7. AI Multimodal Search

Core Capabilities:

Full-text Semantic Search: Uses NLP to understand document content, video subtitles, and printed text in images—breaking free from filename-only constraints

Image-to-Image / Video-to-Asset Search: Extracts color, composition, and stylistic features via computer vision; users may upload reference images to find visually similar assets

Voice Command Search: Mobile support for natural-language voice input; ASR engine automatically converts speech into structured queries

Cross-Modal Semantic Association: Input emotional keywords (e.g., " joyful, futuristic ") to simultaneously retrieve matching ambient music, video clips, and graphic assets

Our DAM system transcends traditional keyword-only search limitations. Using AI multimodal technology, it unifies retrieval across text, images, videos, and audio. Whether users input a descriptive phrase, upload a reference image, or speak a voice command, the system precisely interprets intent and locates targets within the vast asset library in seconds. This reduces asset discovery time from hours to seconds—and empowers non-specialists to navigate complex repositories effortlessly, significantly boosting team-wide productivity. Say goodbye to inefficient “needle-in-a-haystack” searches.

Frequently Asked Questions (FAQ)

Q1: Which input formats does AI video generation support? What assets do I need to prepare?

A1: Supports JPG, PNG, WebP, and other static image formats as input. The system automatically identifies the main subject and recommends animation templates. Existing assets already in the DAM library can be directly invoked—no additional preparation required. Generated video duration ranges from 15–60 seconds, with maximum resolution up to 4K, meeting mainstream social media platform requirements.

Q2: How accurate is AI’s understanding of free-form instructions? Does it support multilingual commands?

A2: Built upon a multimodal large language model, the system supports natural-language instructions in multiple languages. It has been specially optimized for vertical domains like e-commerce and industrial products, achieving over 95% recognition accuracy for common commands such as “change background style,” “add light/shadow effects,” and “remove clutter.” Complex instructions support stepwise decomposition and preview confirmation to ensure outputs meet expectations.

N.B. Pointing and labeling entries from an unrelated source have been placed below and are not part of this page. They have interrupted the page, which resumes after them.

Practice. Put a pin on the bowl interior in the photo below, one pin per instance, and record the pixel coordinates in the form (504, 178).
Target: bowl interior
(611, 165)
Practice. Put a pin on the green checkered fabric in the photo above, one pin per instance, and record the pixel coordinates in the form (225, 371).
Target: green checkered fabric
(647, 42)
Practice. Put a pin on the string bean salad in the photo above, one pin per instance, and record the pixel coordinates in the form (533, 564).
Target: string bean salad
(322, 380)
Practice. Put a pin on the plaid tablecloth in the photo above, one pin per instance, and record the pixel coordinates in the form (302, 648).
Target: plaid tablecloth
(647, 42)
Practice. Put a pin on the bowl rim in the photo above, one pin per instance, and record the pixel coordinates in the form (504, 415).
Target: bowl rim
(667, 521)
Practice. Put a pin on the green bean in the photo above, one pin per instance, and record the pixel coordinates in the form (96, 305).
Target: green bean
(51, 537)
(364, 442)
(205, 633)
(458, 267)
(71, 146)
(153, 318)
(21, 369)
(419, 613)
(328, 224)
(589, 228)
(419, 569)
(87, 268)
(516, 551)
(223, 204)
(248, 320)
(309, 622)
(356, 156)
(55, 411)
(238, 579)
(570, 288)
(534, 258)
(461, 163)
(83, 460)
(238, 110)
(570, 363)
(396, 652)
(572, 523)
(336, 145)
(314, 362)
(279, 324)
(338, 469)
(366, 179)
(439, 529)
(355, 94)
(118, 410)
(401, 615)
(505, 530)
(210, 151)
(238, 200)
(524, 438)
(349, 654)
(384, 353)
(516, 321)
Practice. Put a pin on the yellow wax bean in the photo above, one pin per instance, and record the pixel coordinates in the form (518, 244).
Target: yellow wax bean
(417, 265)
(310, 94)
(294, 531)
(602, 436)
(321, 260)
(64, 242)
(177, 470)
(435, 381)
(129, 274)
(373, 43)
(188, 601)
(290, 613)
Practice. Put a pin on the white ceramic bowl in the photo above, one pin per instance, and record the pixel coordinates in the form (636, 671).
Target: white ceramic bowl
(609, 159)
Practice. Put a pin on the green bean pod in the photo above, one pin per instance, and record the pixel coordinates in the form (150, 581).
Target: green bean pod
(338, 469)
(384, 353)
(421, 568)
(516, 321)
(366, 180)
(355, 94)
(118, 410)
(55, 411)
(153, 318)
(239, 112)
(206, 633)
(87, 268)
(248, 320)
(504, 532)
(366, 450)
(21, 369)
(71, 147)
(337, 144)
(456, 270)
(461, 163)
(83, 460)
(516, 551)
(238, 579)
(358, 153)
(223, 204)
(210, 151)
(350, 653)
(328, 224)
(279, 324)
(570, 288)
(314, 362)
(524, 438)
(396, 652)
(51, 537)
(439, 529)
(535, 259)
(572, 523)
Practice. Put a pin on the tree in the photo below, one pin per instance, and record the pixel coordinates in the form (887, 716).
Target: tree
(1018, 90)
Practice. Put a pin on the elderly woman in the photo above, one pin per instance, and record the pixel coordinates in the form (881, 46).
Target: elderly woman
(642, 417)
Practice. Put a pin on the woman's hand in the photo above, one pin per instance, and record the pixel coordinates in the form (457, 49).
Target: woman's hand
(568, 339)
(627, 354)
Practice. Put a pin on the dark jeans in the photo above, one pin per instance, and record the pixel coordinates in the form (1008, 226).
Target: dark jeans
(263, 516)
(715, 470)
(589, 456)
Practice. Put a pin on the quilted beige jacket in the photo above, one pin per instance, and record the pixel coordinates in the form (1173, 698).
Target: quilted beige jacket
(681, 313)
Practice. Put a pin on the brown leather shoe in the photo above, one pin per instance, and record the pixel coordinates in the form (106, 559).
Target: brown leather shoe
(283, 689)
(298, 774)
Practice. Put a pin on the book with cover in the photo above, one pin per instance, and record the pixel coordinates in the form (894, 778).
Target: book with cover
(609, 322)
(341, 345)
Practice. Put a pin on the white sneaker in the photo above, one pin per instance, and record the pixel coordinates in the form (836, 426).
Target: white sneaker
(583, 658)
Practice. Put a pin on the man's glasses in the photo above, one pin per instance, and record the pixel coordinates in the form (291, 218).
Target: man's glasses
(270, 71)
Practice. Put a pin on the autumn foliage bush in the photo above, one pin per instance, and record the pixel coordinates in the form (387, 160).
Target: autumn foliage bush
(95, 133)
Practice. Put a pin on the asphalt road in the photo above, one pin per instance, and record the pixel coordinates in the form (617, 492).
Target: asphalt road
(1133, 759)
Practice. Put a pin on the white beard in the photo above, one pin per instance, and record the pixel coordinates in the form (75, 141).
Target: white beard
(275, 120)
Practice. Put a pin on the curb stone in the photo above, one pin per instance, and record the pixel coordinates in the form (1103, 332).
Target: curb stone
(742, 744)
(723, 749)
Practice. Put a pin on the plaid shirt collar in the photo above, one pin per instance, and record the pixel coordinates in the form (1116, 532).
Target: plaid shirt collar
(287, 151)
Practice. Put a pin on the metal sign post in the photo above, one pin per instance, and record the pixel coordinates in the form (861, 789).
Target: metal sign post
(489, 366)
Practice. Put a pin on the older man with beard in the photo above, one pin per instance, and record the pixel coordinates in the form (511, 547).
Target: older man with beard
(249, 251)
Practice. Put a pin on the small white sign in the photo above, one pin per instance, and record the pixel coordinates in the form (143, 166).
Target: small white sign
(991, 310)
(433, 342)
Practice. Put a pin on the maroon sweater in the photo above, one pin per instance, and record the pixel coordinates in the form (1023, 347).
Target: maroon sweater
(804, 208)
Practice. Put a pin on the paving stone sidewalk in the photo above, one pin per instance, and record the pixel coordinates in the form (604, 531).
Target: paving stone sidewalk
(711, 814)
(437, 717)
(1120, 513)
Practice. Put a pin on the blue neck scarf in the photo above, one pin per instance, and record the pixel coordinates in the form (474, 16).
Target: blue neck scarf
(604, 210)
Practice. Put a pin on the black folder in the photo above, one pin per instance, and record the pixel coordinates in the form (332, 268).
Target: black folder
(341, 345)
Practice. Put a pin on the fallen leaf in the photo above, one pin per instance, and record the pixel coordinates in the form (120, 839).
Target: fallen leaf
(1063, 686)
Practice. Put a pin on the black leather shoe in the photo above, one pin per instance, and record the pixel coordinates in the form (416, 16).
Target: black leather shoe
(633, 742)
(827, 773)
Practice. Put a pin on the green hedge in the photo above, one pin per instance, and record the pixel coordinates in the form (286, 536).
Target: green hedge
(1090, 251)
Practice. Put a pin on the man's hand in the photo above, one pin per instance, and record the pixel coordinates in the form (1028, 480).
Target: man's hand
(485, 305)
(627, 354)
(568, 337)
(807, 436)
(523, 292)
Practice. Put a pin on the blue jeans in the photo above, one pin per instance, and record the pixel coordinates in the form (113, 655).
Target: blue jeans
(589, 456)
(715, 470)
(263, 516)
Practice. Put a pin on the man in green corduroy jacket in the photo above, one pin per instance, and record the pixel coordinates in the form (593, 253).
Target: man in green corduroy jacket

Q3: Can preset parametric editing templates be customized and saved?

A3: Yes. Enterprise administrators can save frequently used parameter combinations (e.g., specific watermark style + fixed dimensions + branded background color) as enterprise-exclusive templates, accessible to team members with one click. Template usage permissions can also be configured to enforce strict adherence to brand visual standards at scale.

Q4: Does AI editing compress file quality? How is print-grade precision ensured?

A4: Employs intelligent layered rendering: optimized versions load during preview for smooth interaction, while exports support selection of either “original quality” or “print-grade (300 dpi)” modes. The system re-renders from original high-resolution files to guarantee crisp detail—even when enlarged for physical printing.

Q5: Who owns the copyright to AI-generated content? Is commercial use safe?

A5: All AI-edited or AI-generated content derived from users’ proprietary assets remains fully owned by the user’s enterprise. The system uses compliant training data and rigorous filtering mechanisms to ensure zero third-party copyright risk in generated outputs and provides commercial licensing certificates to satisfy enterprise compliance audits.

Q6: Which file formats does DAM’s AI multimodal search support? What exactly does “multimodal” mean?

A6: Supports 200+ formats, including JPG/PNG/PSD/AI (images), MP4/MOV/AVI (videos), PDF/DOCX/PPTX (documents), OBJ/FBX (3D models), WAV/MP3 (audio). “Multimodal” means the system simultaneously understands text, visual, and audio modalities: text queries can retrieve video content; uploaded images can find stylistically similar assets; voice commands can locate specific assets. Special formats may be extended via custom parsers.